During Oktane25, Okta is focusing on agentic AI. Agent identities are becoming “first-class citizens” within the Okta offering and are leading to a change in how the company positions its offering. From now on, the identity fabric takes center stage; what does that mean?
The term “identity fabric” was coined by Gartner. The underlying idea is that identities within IT environments are much more than just puppets to navigate login screens. They form the basis for the security of the entire infrastructure and are therefore constantly coveted targets for cyber attackers. It took Okta a while to flesh out the term in its own words, but now that it has embraced it, it is doing so wholeheartedly. Below, we explain what Okta’s proposition entails, based on the announcements made during Oktane25 in Las Vegas.
Agents everywhere
We are already seeing ‘agent sprawl’, according to various Okta spokespersons. Shiv Ramji, President of Okta Customer Identity Cloud, emphasizes that the AI upon which agents are based is not deterministic and therefore carries inherent risks. However, with just a few lines of code, developers can make their AI agents secure digital employees.
Auth0 for AI Agents aims to make the difference between safe and unsafe agentic AI use through this compact coding task. This results in “fabric-ready” applications, i.e., apps that produce safe, predictably operating agents. Through Cross App Access (XAA), previously introduced by Okta as an open standard, applications can communicate and interact with each other via agents.

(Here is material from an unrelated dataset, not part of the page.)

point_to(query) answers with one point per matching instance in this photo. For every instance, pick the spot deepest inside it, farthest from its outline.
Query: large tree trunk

Tip: Nametag partners with Okta to monitor agents
Naturally, protocols such as MCP or Agent2Agent come into play here. Because these frameworks do not have an inherent security layer, it is up to vendors themselves to make their developments based on these innovations secure. Ramji sees this as a new application for Okta on top of providing access to business applications or forming the building blocks for identity within a solution. Creating internal apps has already been made easier for organizations (vibe coding or not), and from now on, Auth0 can be used for this purpose.
A finely woven fabric
In short: agents fit within the existing landscape of Okta’s offerings. This applies to both Auth0 and Customer Identity as a whole as well as Workforce Identity. A large part of the announcements during Oktane therefore revolve around restating the company’s own portfolio in a new context. Identity Security Posture Management (ISPM), Universal Directory, and Identity Threat Protection with Okta AI (ITP) are examples of the highlighted Okta components that are nothing new, but from now on integrate AI agents and make them “first-class citizens,” as Abhi Sawant, CTO of Okta, puts it.

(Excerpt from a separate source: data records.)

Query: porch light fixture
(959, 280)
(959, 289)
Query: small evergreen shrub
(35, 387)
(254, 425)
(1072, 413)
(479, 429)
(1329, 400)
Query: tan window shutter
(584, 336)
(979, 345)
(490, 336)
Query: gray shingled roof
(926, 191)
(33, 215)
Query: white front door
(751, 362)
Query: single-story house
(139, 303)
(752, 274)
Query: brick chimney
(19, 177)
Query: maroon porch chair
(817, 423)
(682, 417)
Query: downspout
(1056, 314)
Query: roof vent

Just as Okta is responding to well-known standards within the agentic AI world, the same applies to its own embrace of other companies’ standards elsewhere. Take Okta Verifiable Digital Credentials (VDC), due to be released next year, in which the identity security company wants to make use of personal identification securely and in a reusable way. This will start with mobile driver’s licenses at the end of this year, after which the ultimate goal is that app developers will no longer have to think about specific regions when it comes to supporting identification. Okta is doing the hard work of integrating California driver’s licenses, Dutch ID cards, and UK passports, you name it, into VDC. The same should apply to integrations with Google Wallet, Apple’s equivalent, and more.
In this way, Okta places its own platform within a complex fabric. It aims for the broadest possible support and interoperability and is a stronger advocate of this than many other vendors, at least rhetorically. In any case, those other vendors frequently collaborate, for example through the Shared Signals Framework. Think of Cisco, Jamf, CrowdStrike, Zscaler, Apple, Cloudflare, and more. It’s not all one-way traffic coming from Okta at least.
Conclusion: inspiring confidence
Okta likes to remind us that its founders Todd McKinnon (still the company’s CEO) and Frederic Kerrest already realized in 2009 that identity would be central to modern IT security. Although they would probably prefer not to see customers under attack, it must be some consolation that the current threat landscape supports this vision.
Okta’s leadership says that the company’s life as a company has gone through three phases, the first revolving around the cloud transition and the second around the rise of identity-based attacks. In recent years, Okta has seen attackers shift their focus to hunting for identities. Now, with agentic AI as an incentive, identity is taking on an extra dimension for all involved. In addition to real people and service accounts, countless agentic users are joining the fray.
However, Okta sees that the security of these agents is inadequate. Ninety-one percent of organizations (whether they are Okta customers or not) use agents, but only 10 percent have a security policy in place for them. That needs to change, especially since AI pilots so often fail (95 percent according to a recent MIT study). To this end, Okta is nesting agents within its own familiar territory, which is logical, and is leaning heavily on its established reputation for integration, standardization, and sticking to its own playbook.